Reachable attack surface across OSWorld applications. Per-application profiles cut the syscall and file surface far below bare metal; most of what remains is shared between the human and the agent, and the agent-only delta is small.

The effect is that protection moves out of prompts and agent behavior and into the substrate: a branch is forked with only the resources its task requires, so most secrets are simply unreachable in the first place.

How Well Does It Work?

We evaluate TClone on two agent setups, AgentLoop on GTA and Agent S3 on OSWorld, with the workload, trajectories, and model held fixed so only the versioning substrate varies. We compare against stock CRIU and a KVM snapshot baseline.

End-to-end task-latency CDF on Agent-S3/OSWorld. TClone shifts the whole distribution left of CRIU and KVM.

The same OSWorld latency split by task category. The gap is widest on multi-application workspaces.

End-to-end, TClone shifts the entire latency distribution left of CRIU and KVM, not just the median: up to 2.3x faster than CRIU and 3.7x faster than KVM on the heavier OSWorld desktop tasks. The gains are largest on short tasks and multi-application workspaces, exactly where unchanged memory and read-mostly files are shared instead of re-materialized per branch.
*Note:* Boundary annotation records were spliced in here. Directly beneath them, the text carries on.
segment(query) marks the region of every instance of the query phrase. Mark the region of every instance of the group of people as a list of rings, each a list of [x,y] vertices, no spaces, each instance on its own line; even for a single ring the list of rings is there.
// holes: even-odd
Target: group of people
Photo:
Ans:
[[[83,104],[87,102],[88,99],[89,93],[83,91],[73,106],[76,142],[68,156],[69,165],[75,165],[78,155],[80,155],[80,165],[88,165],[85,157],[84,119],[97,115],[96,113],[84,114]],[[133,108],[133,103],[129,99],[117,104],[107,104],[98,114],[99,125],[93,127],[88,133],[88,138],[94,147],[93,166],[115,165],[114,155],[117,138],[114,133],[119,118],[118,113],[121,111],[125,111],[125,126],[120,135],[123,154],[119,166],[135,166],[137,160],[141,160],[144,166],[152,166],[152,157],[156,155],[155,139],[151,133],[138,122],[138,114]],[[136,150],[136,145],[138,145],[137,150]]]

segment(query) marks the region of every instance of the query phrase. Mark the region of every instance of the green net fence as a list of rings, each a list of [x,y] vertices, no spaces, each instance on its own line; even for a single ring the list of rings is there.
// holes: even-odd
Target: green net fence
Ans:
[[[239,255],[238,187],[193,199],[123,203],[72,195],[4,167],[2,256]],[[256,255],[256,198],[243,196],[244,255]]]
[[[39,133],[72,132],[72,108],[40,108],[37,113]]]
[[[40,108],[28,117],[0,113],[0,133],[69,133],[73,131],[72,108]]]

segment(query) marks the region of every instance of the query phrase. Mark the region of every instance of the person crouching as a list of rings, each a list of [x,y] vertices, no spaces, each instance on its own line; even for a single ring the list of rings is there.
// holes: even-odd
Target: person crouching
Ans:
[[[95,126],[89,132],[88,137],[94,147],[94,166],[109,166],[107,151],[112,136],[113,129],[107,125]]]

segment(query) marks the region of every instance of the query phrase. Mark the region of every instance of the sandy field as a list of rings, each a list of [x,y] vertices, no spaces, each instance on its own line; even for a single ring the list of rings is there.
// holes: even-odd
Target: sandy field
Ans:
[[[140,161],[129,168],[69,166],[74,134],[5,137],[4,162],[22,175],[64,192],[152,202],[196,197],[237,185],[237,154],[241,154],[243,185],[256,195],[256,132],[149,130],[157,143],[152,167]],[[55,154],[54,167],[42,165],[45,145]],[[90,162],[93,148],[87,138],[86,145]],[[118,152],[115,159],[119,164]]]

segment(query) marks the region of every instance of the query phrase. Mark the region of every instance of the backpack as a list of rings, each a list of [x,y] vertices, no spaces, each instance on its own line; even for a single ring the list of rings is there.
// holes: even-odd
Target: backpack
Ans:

Clone latency vs. number of concurrent clones

Clone latency as concurrent clones increase. CRIU exceeds 50s at 16 clones; TClone stays near 10s.
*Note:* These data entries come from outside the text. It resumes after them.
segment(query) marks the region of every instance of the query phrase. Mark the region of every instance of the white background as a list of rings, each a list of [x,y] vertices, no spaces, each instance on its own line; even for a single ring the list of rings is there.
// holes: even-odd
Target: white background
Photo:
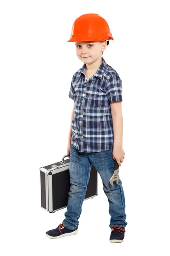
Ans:
[[[170,38],[168,1],[1,0],[1,250],[3,255],[168,254]],[[41,207],[40,168],[66,154],[73,74],[83,63],[68,42],[89,13],[108,23],[102,57],[122,82],[125,237],[110,243],[108,199],[85,201],[77,235],[49,239],[65,218]]]

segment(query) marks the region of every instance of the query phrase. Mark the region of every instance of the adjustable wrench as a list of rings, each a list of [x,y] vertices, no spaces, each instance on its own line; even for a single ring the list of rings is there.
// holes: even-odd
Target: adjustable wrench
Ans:
[[[115,160],[114,168],[114,173],[110,179],[110,183],[112,186],[113,185],[113,181],[116,181],[116,184],[118,184],[119,180],[119,177],[118,176],[118,172],[119,170],[119,165],[117,163],[116,160]]]

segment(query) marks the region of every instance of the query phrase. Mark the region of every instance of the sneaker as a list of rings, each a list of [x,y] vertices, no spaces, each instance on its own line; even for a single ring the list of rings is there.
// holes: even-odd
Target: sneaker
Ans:
[[[60,238],[66,236],[76,235],[78,232],[78,228],[75,230],[69,230],[62,224],[58,226],[58,227],[53,230],[48,230],[45,233],[45,235],[49,238]]]
[[[121,243],[123,241],[124,233],[125,230],[124,227],[113,226],[110,237],[110,241],[111,243]]]

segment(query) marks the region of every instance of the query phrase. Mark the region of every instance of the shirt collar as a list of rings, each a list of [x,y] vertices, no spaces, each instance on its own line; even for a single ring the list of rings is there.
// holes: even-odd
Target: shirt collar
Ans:
[[[96,73],[94,75],[94,76],[98,77],[99,79],[100,79],[100,80],[102,79],[102,78],[103,75],[103,72],[105,69],[105,67],[106,65],[106,62],[102,57],[102,61],[100,64],[100,66],[98,68]],[[86,67],[86,64],[85,63],[82,67],[81,69],[80,70],[80,75],[81,73],[82,73],[85,76],[85,71]]]

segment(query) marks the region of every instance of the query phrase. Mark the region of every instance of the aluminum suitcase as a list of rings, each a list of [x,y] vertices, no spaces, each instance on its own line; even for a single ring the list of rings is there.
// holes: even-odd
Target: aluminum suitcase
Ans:
[[[61,162],[40,167],[41,206],[50,213],[54,213],[67,206],[70,182],[70,155],[63,156]],[[91,164],[89,181],[84,200],[98,194],[98,172]]]

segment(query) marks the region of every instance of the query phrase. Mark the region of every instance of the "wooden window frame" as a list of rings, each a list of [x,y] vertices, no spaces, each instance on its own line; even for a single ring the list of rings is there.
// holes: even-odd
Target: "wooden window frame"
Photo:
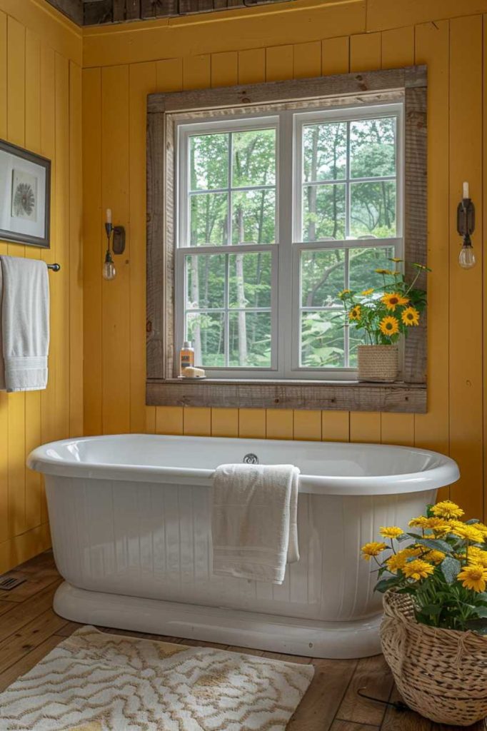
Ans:
[[[426,68],[408,67],[360,74],[222,88],[154,94],[148,97],[146,404],[151,406],[426,411],[426,318],[404,346],[404,381],[206,379],[175,376],[173,128],[178,115],[195,119],[258,106],[404,101],[404,246],[407,262],[426,263]],[[426,289],[426,276],[418,285]]]

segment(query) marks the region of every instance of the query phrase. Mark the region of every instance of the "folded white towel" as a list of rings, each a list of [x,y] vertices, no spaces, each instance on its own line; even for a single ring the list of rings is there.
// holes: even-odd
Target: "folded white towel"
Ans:
[[[292,465],[223,464],[213,478],[213,572],[282,584],[299,561]]]
[[[39,260],[0,257],[0,389],[44,389],[49,350],[48,268]]]

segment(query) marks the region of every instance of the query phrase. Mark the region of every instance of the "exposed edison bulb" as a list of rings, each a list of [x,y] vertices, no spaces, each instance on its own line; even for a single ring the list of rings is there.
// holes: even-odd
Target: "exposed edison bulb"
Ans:
[[[472,244],[464,243],[460,249],[458,263],[462,269],[472,269],[475,265],[475,254]]]
[[[116,273],[117,270],[115,268],[112,255],[110,251],[107,251],[105,257],[105,262],[103,262],[103,268],[102,269],[103,279],[110,281],[110,279],[115,279]]]

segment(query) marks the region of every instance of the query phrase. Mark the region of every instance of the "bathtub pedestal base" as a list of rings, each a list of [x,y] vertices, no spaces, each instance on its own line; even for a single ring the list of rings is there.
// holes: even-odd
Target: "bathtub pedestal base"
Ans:
[[[346,659],[380,651],[380,615],[322,622],[77,588],[64,582],[54,610],[72,621],[309,657]]]

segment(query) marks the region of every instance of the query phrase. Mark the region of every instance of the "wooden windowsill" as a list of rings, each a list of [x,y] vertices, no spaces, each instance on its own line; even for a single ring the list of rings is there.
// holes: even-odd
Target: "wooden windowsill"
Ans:
[[[150,379],[148,406],[302,409],[423,414],[423,383],[358,381],[184,379]]]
Memory footprint vs. number of concurrent clones

Memory footprint vs. clone count. TClone stays around 9 GB where CRIU reaches 14 GB at 16 clones.

The setting that matters most is keeping many branches alive at once for beam search and rollback. At 16 concurrent clones CRIU needs over 50s and 14 GB while TClone stays near 10s and 9 GB, and both gaps keep widening. The reason is simply that TClone shares unchanged state instead of recreating the whole workspace each time, so its cost grows only with what a branch actually changes, not with how big the workspace is. That is what lets an agent run a much wider search before time or memory runs out.

Our Vision

Agent loops are becoming search procedures over a real machine, and search means branching. We think the workspace substrate, not the agent framework, is where that branching should be made cheap. TClone’s takeaway is that creating a runnable branch and writing a durable checkpoint are two different jobs that today’s tools force into one blocking step: separate them, and a branch becomes just copy-on-write sharing plus a background flush, and the cost of speculation drops from a full-workspace checkpoint to just the working set you actually diverge on.

This work is currently under submission.